Jakarta (ANTARA) - Menteri Koordinator bidang Politik, Hukum dan Keamanan (Menko Polhukam) Mahfud MD menyebutkan, revisi UU Informasi dan Transaksi Elektronik (ITE) dapat dilakukan apabila ada substansi yang berwatak pasal karet.

"Jika memang di dalam undang-undang itu ada substansi-substansi yang berwatak haatzai artikelen, berwatak pasal karet maka bisa diubah dan bisa direvisi," kata Mahfud saat menjadi keynote speaker dalam diskusi daring Menyikapi Perubahan UU ITE yang diselenggarakan Persatuan Wartawan Indonesia (PWI), di Jakarta, Kamis, seperti dikutip dalam siaran persnya.

Revisi itu, lanjut dia, dapat dengan mencabut atau menambahkan kalimat, atau menambah penjelasan di dalam undang-undang itu.

Dia menjelaskan, pemerintah mempertimbangkan kemungkinan membuat resultante baru yang nantinya mencakup dua hal.

Pertama, supaya dibuat kriteria implementatif, apa kriterianya sebuah pasal, sebuah aturan itu, agar bisa diterapkan secara adil. Kedua, menelaah kemungkinan dilakukannya revisi perubahan.

"Pemerintah tengah mempertimbangkan untuk membuat resultante atau kesepakatan baru terkait kontroversi di dalam UU ITE. Hal tersebut bisa dilakukan, jika ditemukan substansi yang memiliki watak haatzai artikelen atau berwatak pasal karet," kata mantan Ketua Mahkamah Konstitusi ini.

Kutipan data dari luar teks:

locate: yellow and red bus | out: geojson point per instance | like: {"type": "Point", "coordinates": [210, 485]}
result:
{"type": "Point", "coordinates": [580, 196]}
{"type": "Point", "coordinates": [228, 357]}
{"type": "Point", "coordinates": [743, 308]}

Mahfud juga meminta agar masyarakat tak alergi dengan produk hukum ketika hendak dilakukan perubahan atau penyesuaian.

Hukum, tambah dia, adalah produk resultante dari perkembangan situasi politik, sosial ekonomi, hingga hukum itu sendiri.

Menko Polhukam sendiri telah membentuk Tim Kajian UU ITE.

Tim dibagi menjadi dua, yaitu Sub Tim I yang bertugas merumuskan kriteria implementatif atas pasal-pasal tertentu dalam UU ITE yang sering menimbulkan multitafsir.

Sub Tim II yang melakukan telaah substansi UU ITE atas beberapa pasal dalam UU yang dianggap multitafsir untuk menentukan perlu tidaknya dilakukan revisi.